Intervention de Patrice Martin-Lalande

Séance en hémicycle du 22 novembre 2012 à 21h30
Aménagement numérique du territoire — Discussion générale

Photo issue du site de l'Assemblée nationale ou de WikipediaPatrice Martin-Lalande :

Madame la présidente, madame la ministre, chers collègues, cette proposition de loi a le mérite d'offrir l'occasion d'un débat sur une problématique qui évolue en permanence, avec un contexte économique peu porteur pour les opérateurs privés et l'annonce d'une nouvelle politique gouvernementale.

Je partage la préoccupation des sénateurs Hervé Maurey et Philippe Leroy de mieux assurer l'aménagement numérique de notre territoire en très haut débit en renforçant le rôle que jouent dans cet aménagement les collectivités territoriales. Toutefois, dans le contexte actuel de crise économique et de fragilité des opérateurs français, je m'interroge sur la possibilité de mettre en oeuvre les remèdes proposés en édictant une série de nouvelles obligations qui s'imposeront aux collectivités territoriales et aux opérateurs de communications électroniques.

Depuis deux ans, les pouvoirs publics ont élaboré, avec l'ARCEP, un cadre juridique qui me semble clair, favorisant l'engagement des opérateurs dans un plan ambitieux de déploiement de la fibre optique sur le territoire national. En renforçant les contraintes et les sanctions à l'encontre des opérateurs privés, en mettant en concurrence les déploiements privés et publics, en remettant en cause des pratiques de contractualisation et les programmes d'investissement déclarés, je crains que la présente proposition de loi ne déstabilise, au moins en partie, le cadre juridique qui est le garant du modèle économique nécessaire pour l'investissement dans la fibre optique.

Il faut veiller à ce que cette proposition de loi n'aille pas à l'encontre d'objectifs que nous partageons tous. Dissuader l'initiative privée serait rendre un mauvais service au pays. Remettre en cause ce que nous avons fait pour éviter les doublons de réseaux serait également dommage. Il ne faut pas non plus créer de nids à contentieux, d'insécurité juridique : Dieu sait si nous n'en avons pas besoin dans le domaine du très haut débit ! Pour s'engager, les investisseurs, privés et publics, ont besoin d'une visibilité et d'une stabilité du cadre juridique et fiscal ; n'envoyons pas de signaux négatifs pour l'investissement.

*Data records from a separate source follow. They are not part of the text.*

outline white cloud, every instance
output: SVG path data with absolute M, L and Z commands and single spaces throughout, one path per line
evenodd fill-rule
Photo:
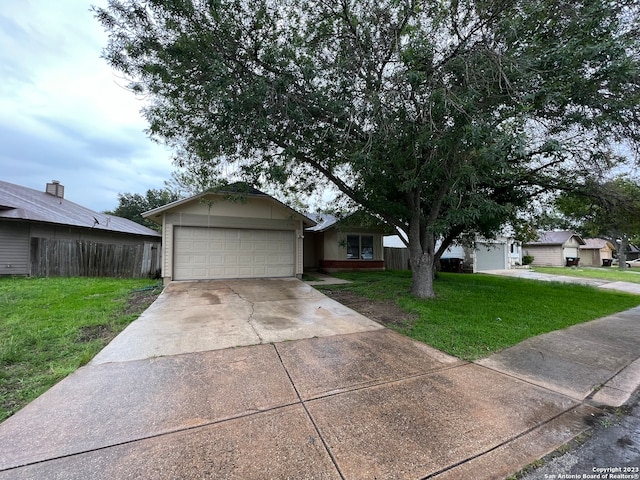
M 2 180 L 35 189 L 60 180 L 94 210 L 169 179 L 170 152 L 146 137 L 142 103 L 100 58 L 99 1 L 21 0 L 0 7 Z

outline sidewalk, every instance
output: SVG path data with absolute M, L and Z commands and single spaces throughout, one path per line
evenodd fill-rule
M 640 284 L 630 282 L 550 275 L 528 269 L 483 273 L 577 283 L 640 295 Z M 640 387 L 638 329 L 640 307 L 530 338 L 478 363 L 572 398 L 618 407 Z
M 477 361 L 567 397 L 623 405 L 640 387 L 640 306 L 529 338 Z
M 568 275 L 550 275 L 547 273 L 537 273 L 526 268 L 514 268 L 510 270 L 486 270 L 482 273 L 488 275 L 500 275 L 503 277 L 528 278 L 542 282 L 577 283 L 580 285 L 591 285 L 597 288 L 618 290 L 621 292 L 640 295 L 640 283 L 611 282 L 602 279 L 571 277 Z

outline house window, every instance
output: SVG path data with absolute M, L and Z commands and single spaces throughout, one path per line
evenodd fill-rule
M 373 235 L 347 235 L 347 258 L 373 260 Z

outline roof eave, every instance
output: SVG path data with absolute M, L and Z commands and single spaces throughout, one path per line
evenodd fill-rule
M 200 200 L 208 195 L 215 195 L 215 196 L 224 196 L 226 193 L 225 192 L 204 192 L 204 193 L 199 193 L 198 195 L 194 195 L 192 197 L 188 197 L 188 198 L 182 198 L 180 200 L 176 200 L 175 202 L 171 202 L 168 203 L 166 205 L 163 205 L 161 207 L 158 208 L 154 208 L 153 210 L 149 210 L 146 212 L 142 213 L 142 216 L 144 218 L 148 218 L 149 220 L 156 222 L 159 225 L 162 225 L 162 215 L 164 213 L 166 213 L 169 210 L 174 209 L 175 207 L 179 207 L 181 205 L 185 205 L 187 203 L 191 203 L 193 201 L 196 200 Z M 307 224 L 307 225 L 317 225 L 317 223 L 310 219 L 309 217 L 301 214 L 300 212 L 294 210 L 293 208 L 285 205 L 284 203 L 282 203 L 280 200 L 273 198 L 271 195 L 267 195 L 266 193 L 260 193 L 260 194 L 256 194 L 256 193 L 247 193 L 245 194 L 247 197 L 253 197 L 253 198 L 266 198 L 274 203 L 276 203 L 277 205 L 281 206 L 282 208 L 285 208 L 286 210 L 290 211 L 291 213 L 293 213 L 298 220 L 301 220 L 303 223 Z

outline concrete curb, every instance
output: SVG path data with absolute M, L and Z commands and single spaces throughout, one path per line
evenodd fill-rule
M 630 363 L 589 397 L 598 406 L 621 407 L 640 388 L 640 359 Z

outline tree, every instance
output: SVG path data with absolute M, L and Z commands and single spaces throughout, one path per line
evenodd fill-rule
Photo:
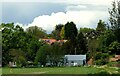
M 99 20 L 96 30 L 100 33 L 106 30 L 106 24 L 102 20 Z
M 52 35 L 55 39 L 57 39 L 57 40 L 61 39 L 60 33 L 61 33 L 61 30 L 62 30 L 63 26 L 64 25 L 62 25 L 62 24 L 59 24 L 59 25 L 55 26 L 55 30 L 52 31 Z
M 120 43 L 118 43 L 117 41 L 112 42 L 109 45 L 109 50 L 111 51 L 112 54 L 120 54 Z
M 64 57 L 65 53 L 61 49 L 61 46 L 58 43 L 52 44 L 49 49 L 49 61 L 57 66 L 61 59 Z
M 109 21 L 112 30 L 114 30 L 117 41 L 120 42 L 120 1 L 113 1 L 112 6 L 113 7 L 109 9 Z
M 9 55 L 11 58 L 11 61 L 17 63 L 17 67 L 22 67 L 26 65 L 26 58 L 25 54 L 21 49 L 10 49 Z
M 99 36 L 103 47 L 108 47 L 113 41 L 116 40 L 115 34 L 112 30 L 106 30 L 103 35 Z
M 38 62 L 41 63 L 41 65 L 44 65 L 47 63 L 47 55 L 49 55 L 49 45 L 41 46 L 40 49 L 36 53 L 35 57 L 35 63 L 38 64 Z
M 83 34 L 90 33 L 94 29 L 92 28 L 80 28 L 79 33 L 82 32 Z
M 61 39 L 65 38 L 65 26 L 63 26 L 62 29 L 61 29 L 60 37 L 61 37 Z
M 86 54 L 87 53 L 87 40 L 84 37 L 83 33 L 80 32 L 76 39 L 76 52 L 77 54 Z
M 9 58 L 9 49 L 11 48 L 11 38 L 14 30 L 14 24 L 1 24 L 2 26 L 2 65 L 8 64 Z
M 77 36 L 77 28 L 73 22 L 67 22 L 65 24 L 65 38 L 69 40 L 74 40 Z
M 26 31 L 38 39 L 46 37 L 46 31 L 38 26 L 31 26 L 31 27 L 27 28 Z
M 42 42 L 39 41 L 31 33 L 24 31 L 19 25 L 14 25 L 14 23 L 1 24 L 2 26 L 2 62 L 3 66 L 7 65 L 11 61 L 12 57 L 9 53 L 11 49 L 16 49 L 16 53 L 19 49 L 20 52 L 23 52 L 25 56 L 19 56 L 19 62 L 23 61 L 34 61 L 36 52 L 39 47 L 42 45 Z

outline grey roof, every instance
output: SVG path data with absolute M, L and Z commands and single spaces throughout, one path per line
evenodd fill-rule
M 65 55 L 68 60 L 86 60 L 86 55 Z

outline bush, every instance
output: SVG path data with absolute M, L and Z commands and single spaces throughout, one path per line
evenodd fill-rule
M 96 65 L 105 65 L 108 63 L 108 60 L 109 60 L 108 53 L 99 52 L 94 56 L 94 63 Z
M 26 66 L 26 59 L 23 56 L 19 56 L 17 60 L 17 67 Z

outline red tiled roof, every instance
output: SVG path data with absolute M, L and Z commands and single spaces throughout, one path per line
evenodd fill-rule
M 45 41 L 46 43 L 48 43 L 48 44 L 51 44 L 51 43 L 57 42 L 56 39 L 42 39 L 42 40 L 44 40 L 44 41 Z
M 52 44 L 52 43 L 55 43 L 55 42 L 58 42 L 58 43 L 60 43 L 60 42 L 66 42 L 67 40 L 56 40 L 56 39 L 40 39 L 40 40 L 43 40 L 43 41 L 45 41 L 47 44 Z

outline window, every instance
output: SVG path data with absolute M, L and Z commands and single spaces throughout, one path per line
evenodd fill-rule
M 71 61 L 71 63 L 74 63 L 74 61 Z

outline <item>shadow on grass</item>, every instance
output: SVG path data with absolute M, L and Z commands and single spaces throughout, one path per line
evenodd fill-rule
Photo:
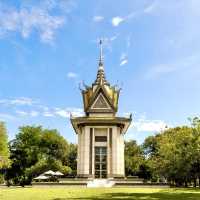
M 170 193 L 170 192 L 158 192 L 158 193 L 104 193 L 97 196 L 88 197 L 72 197 L 70 199 L 80 200 L 109 200 L 109 199 L 125 199 L 125 200 L 200 200 L 200 193 Z M 53 200 L 69 200 L 69 198 L 55 198 Z

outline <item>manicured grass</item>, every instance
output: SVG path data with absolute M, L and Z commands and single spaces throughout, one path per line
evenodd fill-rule
M 1 200 L 200 200 L 200 189 L 152 188 L 0 188 Z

L'élaboration des schémas directeurs, à laquelle nous procédons dans nos départements ou nos régions, est une tentative bien délicate de réduire les incertitudes de tous ordres, technologiques, économiques, incertitudes d'usage... Rendre obligatoire l'application de ces schémas me semble assez risqué, car nous aurons à revoir leur contenu en permanence, année après année, quelques fois plus souvent encore, parce que tout évolue trop vite et que certains points d'interrogation sont loin d'être levés et ne le seront que progressivement. Je suis donc tout à fait réservé vis-à-vis d'une telle obligation : nous devrions en permanence les remettre en cause, et ce serait un frein à l'engagement des investisseurs.

Par exemple, nous avons besoin de réduire l'incertitude sur les réseaux de collecte, dont il nous faut assumer la construction. Ce que je constate en Loir-et-Cher, c'est que, sur le tracé exact des fourreaux à installer, la fibre qui se trouve à l'intérieur, la capacité utilisée et celle qui peut être libérée, la place disponible pour de nouvelles fibres, nous sommes en attente d'informations suffisantes. Selon la réponse que nous obtiendrons des opérateurs, le coût de l'investissement pour le département variera entre 1 ou 2 millions et 22 millions d'euros ! Inutile de vous dire que s'engager sur un schéma avec une telle incertitude sur le montant des investissements est trop risqué ; ce n'est pas réaliste.

Sur la 4G aussi, nous avons d'y voir plus clair, madame la ministre. Il faut mieux connaître les intentions de déploiement : celui-ci aura lieu en beaucoup d'endroits, dans les zones les moins peuplées, les zones de déploiement prioritaire. C'est la meilleure solution pour permettre d'avoir accès à une échéance assez rapprochée au très haut débit. Malheureusement, les engagements sont pris par les opérateurs au niveau national jusqu'en 2023, et c'est seulement à cette date que les engagements commenceront à être départementalisés.